Sunday, December 23, 2012

Edward Lear born in 1812

2012 has been the National Year of Reading here is Australia but until last week I did not know it was also the anniversary of the birth of Edward Lear.  He is best known for The Owl and the Pussycat but he wrote so many other nonsense verses and famous limericks. Something I did not know, he was also a very skilled illustrator of birds and mammals.

You can listen to a fabulous broadcast about his work here. I was interested to learn Lear painted some Australian fauna sent back to England by John Gould including budgerigars.  He also found inspiration for some of his character names from the local names given to specimens in the Royal Society collection.
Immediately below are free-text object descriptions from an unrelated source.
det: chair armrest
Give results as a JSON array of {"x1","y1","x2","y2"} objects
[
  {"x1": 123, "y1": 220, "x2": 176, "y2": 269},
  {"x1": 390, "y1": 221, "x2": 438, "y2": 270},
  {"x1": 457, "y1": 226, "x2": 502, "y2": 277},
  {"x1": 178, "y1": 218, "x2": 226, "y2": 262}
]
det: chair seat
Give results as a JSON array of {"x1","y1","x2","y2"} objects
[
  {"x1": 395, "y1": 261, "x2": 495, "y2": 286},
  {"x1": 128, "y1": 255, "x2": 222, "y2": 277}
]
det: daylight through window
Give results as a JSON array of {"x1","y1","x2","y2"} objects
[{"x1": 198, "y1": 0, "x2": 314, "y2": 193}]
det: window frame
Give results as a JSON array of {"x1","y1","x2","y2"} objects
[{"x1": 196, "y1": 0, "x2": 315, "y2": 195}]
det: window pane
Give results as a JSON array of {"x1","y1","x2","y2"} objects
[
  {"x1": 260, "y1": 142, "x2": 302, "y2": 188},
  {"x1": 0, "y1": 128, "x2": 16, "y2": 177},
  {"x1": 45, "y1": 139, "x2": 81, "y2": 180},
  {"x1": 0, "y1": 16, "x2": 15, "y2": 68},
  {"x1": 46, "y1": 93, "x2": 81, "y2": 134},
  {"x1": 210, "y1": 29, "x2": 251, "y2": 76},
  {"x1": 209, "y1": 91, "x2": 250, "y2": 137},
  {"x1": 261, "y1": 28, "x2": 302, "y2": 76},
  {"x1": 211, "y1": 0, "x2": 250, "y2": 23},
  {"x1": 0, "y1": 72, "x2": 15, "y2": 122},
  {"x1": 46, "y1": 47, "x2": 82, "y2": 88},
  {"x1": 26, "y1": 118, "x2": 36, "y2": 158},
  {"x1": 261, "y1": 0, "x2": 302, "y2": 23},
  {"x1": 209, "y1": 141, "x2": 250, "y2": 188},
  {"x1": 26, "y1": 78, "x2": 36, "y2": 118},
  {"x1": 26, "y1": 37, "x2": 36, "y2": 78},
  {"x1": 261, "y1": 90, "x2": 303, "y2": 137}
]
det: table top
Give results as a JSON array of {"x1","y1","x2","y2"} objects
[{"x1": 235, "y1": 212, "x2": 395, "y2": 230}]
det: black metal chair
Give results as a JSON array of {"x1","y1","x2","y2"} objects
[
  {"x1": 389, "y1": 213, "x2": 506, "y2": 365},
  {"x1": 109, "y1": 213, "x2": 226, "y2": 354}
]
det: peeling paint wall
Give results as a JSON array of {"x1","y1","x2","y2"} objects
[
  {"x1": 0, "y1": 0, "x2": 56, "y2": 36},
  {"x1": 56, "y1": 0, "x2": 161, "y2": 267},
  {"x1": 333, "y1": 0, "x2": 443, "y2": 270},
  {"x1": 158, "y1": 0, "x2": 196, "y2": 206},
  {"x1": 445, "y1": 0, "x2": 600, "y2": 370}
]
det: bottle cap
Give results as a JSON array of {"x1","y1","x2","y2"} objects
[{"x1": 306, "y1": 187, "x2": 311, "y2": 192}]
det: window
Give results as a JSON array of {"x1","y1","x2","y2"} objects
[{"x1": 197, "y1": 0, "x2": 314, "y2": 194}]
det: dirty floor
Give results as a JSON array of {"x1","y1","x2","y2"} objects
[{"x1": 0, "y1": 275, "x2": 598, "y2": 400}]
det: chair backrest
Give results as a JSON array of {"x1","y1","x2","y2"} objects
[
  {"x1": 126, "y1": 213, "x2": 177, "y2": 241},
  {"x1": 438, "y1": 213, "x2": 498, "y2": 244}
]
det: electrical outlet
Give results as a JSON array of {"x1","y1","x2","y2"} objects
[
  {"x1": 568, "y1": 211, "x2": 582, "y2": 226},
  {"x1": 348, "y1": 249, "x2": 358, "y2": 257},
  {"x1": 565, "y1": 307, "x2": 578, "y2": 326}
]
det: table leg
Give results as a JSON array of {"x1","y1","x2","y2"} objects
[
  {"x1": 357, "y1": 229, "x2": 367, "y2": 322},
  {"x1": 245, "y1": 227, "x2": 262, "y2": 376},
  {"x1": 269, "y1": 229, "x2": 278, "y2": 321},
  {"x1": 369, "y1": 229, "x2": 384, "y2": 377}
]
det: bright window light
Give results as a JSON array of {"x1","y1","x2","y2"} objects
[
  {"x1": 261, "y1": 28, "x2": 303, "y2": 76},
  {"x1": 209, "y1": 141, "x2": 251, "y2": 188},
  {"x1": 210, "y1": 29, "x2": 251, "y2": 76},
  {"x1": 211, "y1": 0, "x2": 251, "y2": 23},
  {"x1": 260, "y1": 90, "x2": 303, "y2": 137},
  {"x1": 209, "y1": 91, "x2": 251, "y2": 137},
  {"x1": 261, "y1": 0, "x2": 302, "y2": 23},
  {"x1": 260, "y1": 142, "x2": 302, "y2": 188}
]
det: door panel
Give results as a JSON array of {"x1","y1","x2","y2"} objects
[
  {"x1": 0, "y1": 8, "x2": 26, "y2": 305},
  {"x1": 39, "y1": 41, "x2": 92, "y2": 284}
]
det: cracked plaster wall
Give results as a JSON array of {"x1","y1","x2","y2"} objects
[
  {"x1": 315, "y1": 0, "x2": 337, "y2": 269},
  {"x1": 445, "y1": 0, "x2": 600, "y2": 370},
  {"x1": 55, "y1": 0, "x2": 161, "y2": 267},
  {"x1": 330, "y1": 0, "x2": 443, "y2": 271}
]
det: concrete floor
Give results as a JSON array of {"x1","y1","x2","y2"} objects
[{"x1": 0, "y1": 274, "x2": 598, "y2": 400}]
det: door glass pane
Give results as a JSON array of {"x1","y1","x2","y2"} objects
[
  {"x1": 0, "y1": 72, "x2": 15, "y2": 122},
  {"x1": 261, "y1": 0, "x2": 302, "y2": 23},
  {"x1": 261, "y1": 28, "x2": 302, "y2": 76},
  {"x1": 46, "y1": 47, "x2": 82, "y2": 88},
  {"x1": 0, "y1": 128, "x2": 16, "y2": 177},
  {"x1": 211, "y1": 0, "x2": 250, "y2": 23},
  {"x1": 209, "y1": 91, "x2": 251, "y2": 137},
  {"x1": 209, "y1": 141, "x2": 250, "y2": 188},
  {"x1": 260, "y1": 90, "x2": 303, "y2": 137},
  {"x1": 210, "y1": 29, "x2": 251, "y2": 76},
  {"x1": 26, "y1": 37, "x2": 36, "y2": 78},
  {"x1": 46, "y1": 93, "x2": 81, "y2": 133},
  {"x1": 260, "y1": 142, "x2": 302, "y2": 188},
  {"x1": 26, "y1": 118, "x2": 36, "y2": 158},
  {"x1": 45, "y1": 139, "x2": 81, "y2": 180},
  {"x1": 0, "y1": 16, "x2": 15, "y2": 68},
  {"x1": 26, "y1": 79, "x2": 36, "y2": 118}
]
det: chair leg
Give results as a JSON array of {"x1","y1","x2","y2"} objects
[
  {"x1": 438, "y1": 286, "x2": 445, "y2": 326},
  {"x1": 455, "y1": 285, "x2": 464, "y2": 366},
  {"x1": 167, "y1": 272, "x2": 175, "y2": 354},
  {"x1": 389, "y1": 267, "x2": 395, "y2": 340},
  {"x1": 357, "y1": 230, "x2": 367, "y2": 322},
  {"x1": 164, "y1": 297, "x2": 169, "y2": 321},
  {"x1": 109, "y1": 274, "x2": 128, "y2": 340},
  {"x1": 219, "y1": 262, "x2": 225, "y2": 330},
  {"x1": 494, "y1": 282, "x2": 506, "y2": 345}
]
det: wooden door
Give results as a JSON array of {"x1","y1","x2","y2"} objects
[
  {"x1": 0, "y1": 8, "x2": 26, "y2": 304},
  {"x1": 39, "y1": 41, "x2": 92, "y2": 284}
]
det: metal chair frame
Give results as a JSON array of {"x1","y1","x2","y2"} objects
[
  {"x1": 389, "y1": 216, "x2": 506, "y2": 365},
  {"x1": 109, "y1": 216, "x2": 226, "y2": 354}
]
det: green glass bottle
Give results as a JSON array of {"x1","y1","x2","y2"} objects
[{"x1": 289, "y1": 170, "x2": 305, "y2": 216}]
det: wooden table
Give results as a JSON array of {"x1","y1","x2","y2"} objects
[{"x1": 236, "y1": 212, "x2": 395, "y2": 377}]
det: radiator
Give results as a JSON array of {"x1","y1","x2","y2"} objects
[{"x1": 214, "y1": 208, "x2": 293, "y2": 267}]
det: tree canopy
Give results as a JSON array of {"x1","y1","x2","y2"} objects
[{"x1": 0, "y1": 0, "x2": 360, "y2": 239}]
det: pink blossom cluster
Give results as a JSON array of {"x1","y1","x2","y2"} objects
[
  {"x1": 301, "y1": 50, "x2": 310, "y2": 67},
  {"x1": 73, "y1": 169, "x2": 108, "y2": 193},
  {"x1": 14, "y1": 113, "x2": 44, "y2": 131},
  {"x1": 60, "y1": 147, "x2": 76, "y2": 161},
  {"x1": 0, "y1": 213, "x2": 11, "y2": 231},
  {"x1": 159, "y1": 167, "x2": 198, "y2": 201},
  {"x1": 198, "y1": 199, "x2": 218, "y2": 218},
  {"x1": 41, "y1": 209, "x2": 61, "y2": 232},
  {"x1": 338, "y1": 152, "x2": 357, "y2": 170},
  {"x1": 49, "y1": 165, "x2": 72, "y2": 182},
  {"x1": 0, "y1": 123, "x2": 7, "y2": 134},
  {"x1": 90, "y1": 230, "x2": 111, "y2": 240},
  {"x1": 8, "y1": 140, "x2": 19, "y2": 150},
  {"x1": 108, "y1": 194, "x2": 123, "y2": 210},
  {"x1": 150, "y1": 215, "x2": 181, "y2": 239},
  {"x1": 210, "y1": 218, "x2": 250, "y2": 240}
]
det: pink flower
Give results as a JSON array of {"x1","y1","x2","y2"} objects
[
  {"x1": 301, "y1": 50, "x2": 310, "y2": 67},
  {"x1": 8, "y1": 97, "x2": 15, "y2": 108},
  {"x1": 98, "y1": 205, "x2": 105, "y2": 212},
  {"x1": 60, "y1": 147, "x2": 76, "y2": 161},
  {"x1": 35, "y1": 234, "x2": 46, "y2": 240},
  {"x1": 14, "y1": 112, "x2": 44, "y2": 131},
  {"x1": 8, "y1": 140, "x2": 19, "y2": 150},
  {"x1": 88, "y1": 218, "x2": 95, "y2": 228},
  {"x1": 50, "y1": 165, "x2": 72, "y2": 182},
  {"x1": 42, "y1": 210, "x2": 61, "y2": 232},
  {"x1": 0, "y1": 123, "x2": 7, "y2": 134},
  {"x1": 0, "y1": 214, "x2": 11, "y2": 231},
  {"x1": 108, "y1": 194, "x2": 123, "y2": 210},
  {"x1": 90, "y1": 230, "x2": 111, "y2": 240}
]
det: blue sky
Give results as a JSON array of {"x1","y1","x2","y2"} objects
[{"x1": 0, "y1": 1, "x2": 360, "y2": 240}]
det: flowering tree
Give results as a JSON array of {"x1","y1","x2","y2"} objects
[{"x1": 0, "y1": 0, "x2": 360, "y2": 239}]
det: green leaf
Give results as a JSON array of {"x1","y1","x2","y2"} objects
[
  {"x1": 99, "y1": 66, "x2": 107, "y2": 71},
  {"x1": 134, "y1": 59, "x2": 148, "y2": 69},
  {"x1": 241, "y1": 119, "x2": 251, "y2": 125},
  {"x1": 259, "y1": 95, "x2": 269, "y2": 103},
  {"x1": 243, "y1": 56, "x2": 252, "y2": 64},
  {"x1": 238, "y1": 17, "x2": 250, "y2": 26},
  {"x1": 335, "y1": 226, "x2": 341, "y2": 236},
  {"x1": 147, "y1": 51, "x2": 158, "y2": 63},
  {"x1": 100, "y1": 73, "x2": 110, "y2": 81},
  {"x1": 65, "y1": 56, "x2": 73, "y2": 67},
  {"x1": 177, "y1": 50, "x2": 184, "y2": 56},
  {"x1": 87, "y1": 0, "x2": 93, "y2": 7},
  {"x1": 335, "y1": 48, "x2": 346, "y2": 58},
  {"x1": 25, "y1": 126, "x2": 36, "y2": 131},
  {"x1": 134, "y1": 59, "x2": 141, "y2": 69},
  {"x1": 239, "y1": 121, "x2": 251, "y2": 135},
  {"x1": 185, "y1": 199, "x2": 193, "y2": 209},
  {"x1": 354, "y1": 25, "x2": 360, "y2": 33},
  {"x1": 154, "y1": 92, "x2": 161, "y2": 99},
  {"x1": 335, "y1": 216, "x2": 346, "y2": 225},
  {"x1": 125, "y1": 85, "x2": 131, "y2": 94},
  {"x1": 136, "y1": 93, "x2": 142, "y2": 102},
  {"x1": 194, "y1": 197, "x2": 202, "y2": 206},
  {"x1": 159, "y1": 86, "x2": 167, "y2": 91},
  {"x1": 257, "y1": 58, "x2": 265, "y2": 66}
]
Here is a quote from the radio program

A lot of the animals when they came in had really strange local names, like there was an eland that was called the Ging-e-Jonga, and other animals with really quite strange and exotic names; Whiskered Yarke, which I think was a monkey, the Aequitoon, I think they were deer. A lot of them were Indian actually but they were names given to them in their original countries, so when they arrived back they arrived with names like the Jungli-bukra. I think it's an antelope, again it's an Indian one.

Charles Darwin also used the drawings of Edward Lear.

 In my collection I have a copy of The new Vestments with illustrations by Arnold Lobel - marvelous black and white line drawings.

"By way of a hat he'd a loaf of Brown Bread
In the middle of which he inserted his head.
His shirt was made up of no end of dead Mice,
The warmth of whose skins was quite fluffy and nice."

I first encountered a picture book of this one with an altered title The old man and the edible suit. This is not in our library but I have included a picture of the cover below.

We have over ten editions of The Owl and the Pussycat in our library including audio versions and big books.  It is fun to read this famous poem and see the variety of ways illustrators have interpreted things like the pea green boat and the wonderful runcible spoo not to mention the owl and the pussycat themselves. I am sorry to have missed this, but May 12th was The Owl and the Pussycat day - Edward Lear's birthday.  By the way runcible is a word that if found in some dictionaries thanks to Edward Lear.